Question

Find the derivative of the function:
y=6e^-x + e^5x

Answer 1

\[y \prime = -6e^-x +5e ^{5x}\]

Answer 2

First, remember that the derivative of e^x is just e^x. Next remember that chain rule:

y' = -6e^-x + 5e^5x

Answer 3

e^-x sorry.

Answer 4

Can you give me some steps, so I know where I should go.

Answer 5

y = 6e^-x + e^5x

First lets evaluate the derivative of each term:

For the derivative of 6e^-x:
the derivative keeps the coefficient 6. Next we take the derivative of the outside function (e^-x) which is just itself: e^-x. Next we notice that -x is a function itself, so use the chain rule to take the derivative of -x, which is -1, and multiply it with everything else.

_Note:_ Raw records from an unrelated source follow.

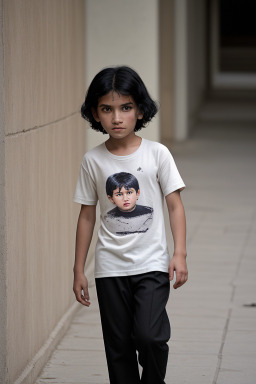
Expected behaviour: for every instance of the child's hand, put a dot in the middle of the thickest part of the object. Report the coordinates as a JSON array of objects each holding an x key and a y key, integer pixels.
[
  {"x": 80, "y": 288},
  {"x": 179, "y": 265}
]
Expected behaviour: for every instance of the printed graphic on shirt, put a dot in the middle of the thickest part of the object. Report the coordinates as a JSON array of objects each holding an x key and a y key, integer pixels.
[{"x": 127, "y": 217}]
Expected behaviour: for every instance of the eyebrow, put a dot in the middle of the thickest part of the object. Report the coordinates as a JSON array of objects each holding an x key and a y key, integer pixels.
[{"x": 122, "y": 105}]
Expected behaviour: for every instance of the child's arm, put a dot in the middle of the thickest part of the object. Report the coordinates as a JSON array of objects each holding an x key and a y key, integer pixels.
[
  {"x": 84, "y": 232},
  {"x": 178, "y": 227}
]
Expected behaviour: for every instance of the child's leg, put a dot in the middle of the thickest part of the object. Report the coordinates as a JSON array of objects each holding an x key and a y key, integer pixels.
[
  {"x": 117, "y": 309},
  {"x": 151, "y": 324}
]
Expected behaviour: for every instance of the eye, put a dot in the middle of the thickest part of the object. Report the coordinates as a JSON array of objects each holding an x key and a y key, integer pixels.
[
  {"x": 127, "y": 108},
  {"x": 105, "y": 109}
]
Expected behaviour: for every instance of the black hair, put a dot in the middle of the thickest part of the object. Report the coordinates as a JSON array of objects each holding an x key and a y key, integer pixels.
[
  {"x": 125, "y": 81},
  {"x": 119, "y": 180}
]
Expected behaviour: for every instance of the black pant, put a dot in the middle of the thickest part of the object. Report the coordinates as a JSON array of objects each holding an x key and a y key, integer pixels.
[{"x": 134, "y": 318}]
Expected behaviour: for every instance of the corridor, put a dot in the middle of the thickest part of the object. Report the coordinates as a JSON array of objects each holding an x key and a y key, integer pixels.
[{"x": 213, "y": 316}]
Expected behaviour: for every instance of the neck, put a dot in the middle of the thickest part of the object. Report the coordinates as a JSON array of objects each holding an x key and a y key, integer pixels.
[{"x": 123, "y": 146}]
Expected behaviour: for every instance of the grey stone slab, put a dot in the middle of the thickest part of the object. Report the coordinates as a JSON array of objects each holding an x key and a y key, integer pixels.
[
  {"x": 240, "y": 343},
  {"x": 77, "y": 358},
  {"x": 237, "y": 369},
  {"x": 81, "y": 344},
  {"x": 187, "y": 369},
  {"x": 178, "y": 347},
  {"x": 74, "y": 374}
]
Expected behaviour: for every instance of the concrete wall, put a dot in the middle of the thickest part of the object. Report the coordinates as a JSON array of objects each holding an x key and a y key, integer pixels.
[
  {"x": 44, "y": 140},
  {"x": 166, "y": 70},
  {"x": 123, "y": 32}
]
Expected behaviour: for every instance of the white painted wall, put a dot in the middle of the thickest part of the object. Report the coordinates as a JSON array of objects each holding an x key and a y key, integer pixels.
[{"x": 121, "y": 32}]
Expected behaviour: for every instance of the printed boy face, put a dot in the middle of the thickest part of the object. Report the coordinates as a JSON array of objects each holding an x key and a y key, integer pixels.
[
  {"x": 125, "y": 199},
  {"x": 117, "y": 114}
]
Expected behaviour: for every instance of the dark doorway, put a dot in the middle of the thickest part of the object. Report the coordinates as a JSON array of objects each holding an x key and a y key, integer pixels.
[{"x": 237, "y": 36}]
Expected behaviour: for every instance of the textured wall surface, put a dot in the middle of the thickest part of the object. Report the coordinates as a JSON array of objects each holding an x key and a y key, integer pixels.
[{"x": 44, "y": 136}]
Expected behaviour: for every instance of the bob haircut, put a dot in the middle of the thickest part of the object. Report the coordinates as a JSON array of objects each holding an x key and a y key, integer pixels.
[
  {"x": 124, "y": 81},
  {"x": 119, "y": 180}
]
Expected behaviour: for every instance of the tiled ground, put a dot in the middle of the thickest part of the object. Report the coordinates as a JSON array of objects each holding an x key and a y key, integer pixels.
[{"x": 213, "y": 325}]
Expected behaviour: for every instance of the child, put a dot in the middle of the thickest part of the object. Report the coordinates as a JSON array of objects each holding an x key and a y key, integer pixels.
[
  {"x": 132, "y": 270},
  {"x": 128, "y": 217}
]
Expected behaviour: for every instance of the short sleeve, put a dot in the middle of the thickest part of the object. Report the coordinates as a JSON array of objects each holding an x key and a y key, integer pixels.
[
  {"x": 85, "y": 192},
  {"x": 168, "y": 175}
]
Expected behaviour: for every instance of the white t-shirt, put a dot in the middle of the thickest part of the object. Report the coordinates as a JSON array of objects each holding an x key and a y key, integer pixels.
[{"x": 129, "y": 242}]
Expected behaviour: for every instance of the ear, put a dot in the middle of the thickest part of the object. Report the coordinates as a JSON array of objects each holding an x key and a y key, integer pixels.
[
  {"x": 95, "y": 115},
  {"x": 110, "y": 199}
]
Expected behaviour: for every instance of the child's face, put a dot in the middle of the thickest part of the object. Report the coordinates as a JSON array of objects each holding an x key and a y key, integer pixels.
[
  {"x": 117, "y": 114},
  {"x": 125, "y": 199}
]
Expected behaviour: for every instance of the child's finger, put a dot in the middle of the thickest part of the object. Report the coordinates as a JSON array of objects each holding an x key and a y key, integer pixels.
[
  {"x": 85, "y": 296},
  {"x": 171, "y": 273}
]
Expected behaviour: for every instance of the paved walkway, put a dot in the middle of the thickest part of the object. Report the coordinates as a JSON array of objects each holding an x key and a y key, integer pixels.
[{"x": 213, "y": 316}]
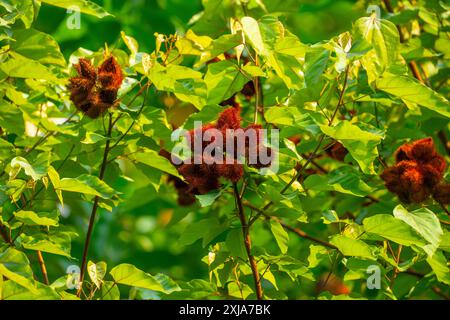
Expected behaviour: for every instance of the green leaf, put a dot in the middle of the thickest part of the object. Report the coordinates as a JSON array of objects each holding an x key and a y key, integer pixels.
[
  {"x": 12, "y": 291},
  {"x": 317, "y": 254},
  {"x": 251, "y": 29},
  {"x": 58, "y": 243},
  {"x": 36, "y": 172},
  {"x": 153, "y": 159},
  {"x": 223, "y": 79},
  {"x": 129, "y": 275},
  {"x": 362, "y": 145},
  {"x": 37, "y": 219},
  {"x": 87, "y": 184},
  {"x": 388, "y": 227},
  {"x": 92, "y": 137},
  {"x": 56, "y": 182},
  {"x": 85, "y": 6},
  {"x": 425, "y": 223},
  {"x": 445, "y": 242},
  {"x": 411, "y": 91},
  {"x": 15, "y": 266},
  {"x": 384, "y": 38},
  {"x": 208, "y": 199},
  {"x": 281, "y": 236},
  {"x": 288, "y": 116},
  {"x": 38, "y": 46},
  {"x": 18, "y": 66},
  {"x": 343, "y": 180},
  {"x": 109, "y": 291},
  {"x": 352, "y": 247},
  {"x": 97, "y": 272},
  {"x": 206, "y": 229},
  {"x": 186, "y": 83},
  {"x": 438, "y": 262},
  {"x": 235, "y": 243}
]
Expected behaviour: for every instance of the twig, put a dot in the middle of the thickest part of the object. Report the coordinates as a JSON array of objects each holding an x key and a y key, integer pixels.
[
  {"x": 297, "y": 231},
  {"x": 42, "y": 266},
  {"x": 146, "y": 86},
  {"x": 256, "y": 84},
  {"x": 247, "y": 243},
  {"x": 444, "y": 141},
  {"x": 322, "y": 137},
  {"x": 94, "y": 207}
]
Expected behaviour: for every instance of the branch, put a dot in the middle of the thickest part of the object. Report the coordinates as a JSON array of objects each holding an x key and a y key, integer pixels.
[
  {"x": 247, "y": 243},
  {"x": 297, "y": 231},
  {"x": 94, "y": 207},
  {"x": 322, "y": 137},
  {"x": 42, "y": 266},
  {"x": 146, "y": 86}
]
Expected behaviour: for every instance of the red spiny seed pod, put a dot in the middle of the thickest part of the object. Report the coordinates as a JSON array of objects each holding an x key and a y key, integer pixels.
[
  {"x": 229, "y": 119},
  {"x": 86, "y": 70},
  {"x": 230, "y": 102},
  {"x": 110, "y": 74},
  {"x": 94, "y": 92},
  {"x": 419, "y": 169},
  {"x": 248, "y": 90},
  {"x": 423, "y": 150},
  {"x": 230, "y": 170},
  {"x": 337, "y": 151}
]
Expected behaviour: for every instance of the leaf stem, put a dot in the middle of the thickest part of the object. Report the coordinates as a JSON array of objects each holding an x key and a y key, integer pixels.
[
  {"x": 94, "y": 207},
  {"x": 247, "y": 243},
  {"x": 43, "y": 267}
]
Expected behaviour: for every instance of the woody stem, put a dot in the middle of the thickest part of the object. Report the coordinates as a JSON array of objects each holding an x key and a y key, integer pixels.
[{"x": 247, "y": 243}]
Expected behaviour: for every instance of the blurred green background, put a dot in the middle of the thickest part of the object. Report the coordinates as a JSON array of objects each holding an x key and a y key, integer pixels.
[{"x": 143, "y": 230}]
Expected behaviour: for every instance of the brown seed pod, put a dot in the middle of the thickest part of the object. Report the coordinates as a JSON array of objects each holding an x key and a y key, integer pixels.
[
  {"x": 93, "y": 92},
  {"x": 418, "y": 172}
]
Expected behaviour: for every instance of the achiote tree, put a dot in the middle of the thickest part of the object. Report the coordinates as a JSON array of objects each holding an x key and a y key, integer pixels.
[{"x": 235, "y": 161}]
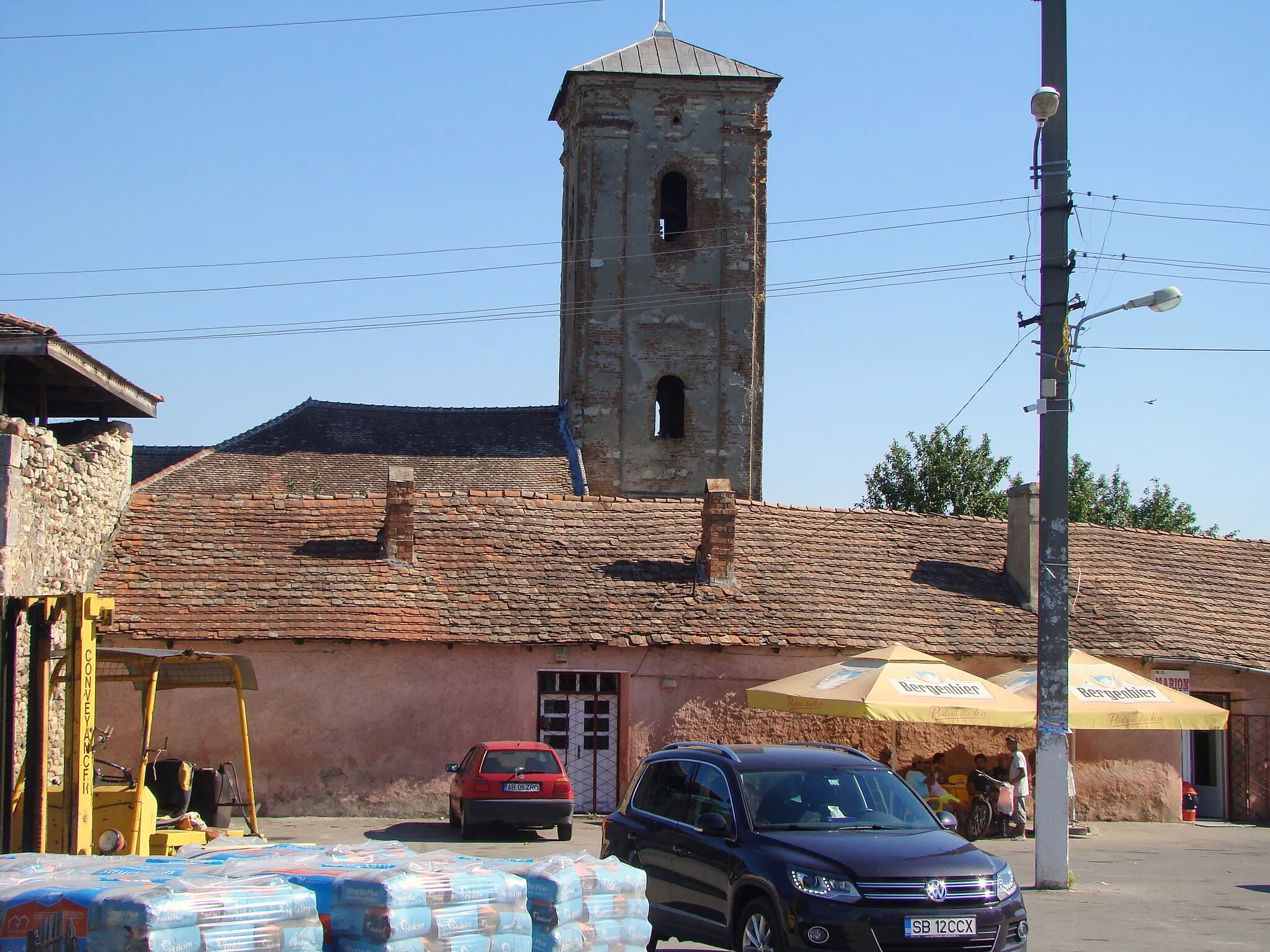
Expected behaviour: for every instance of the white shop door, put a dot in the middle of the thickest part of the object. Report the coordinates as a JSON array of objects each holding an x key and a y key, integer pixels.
[{"x": 578, "y": 718}]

Remember that the Chain Rule states that the derivative of f(g(x)) = f'(g(x))*g'(x) Therefore:

d/dx (6e^-x) = 6*e^-x*-1, where 6 is the coefficient, e^-x is the derivative of the outside function e^-x, and -1 is the derivative of the inside function -x.

Answer 6

Now we do the same thing for the next term: e^5x

The derivative of e^5x is just itself: e^5x. Next we have to apply the chain rule to the inside function: 5x. The derivative of 5x is 5 so we get:

d/dx (e^5x) = (e^5x)*5 = 5e^5x

So now we just combine the two terms together to get:

y' = -6e^-x + 5e^5x

Answer 7

Oh, dang...I got it. Thanks!
That was so so easy and I couldn't figure it out.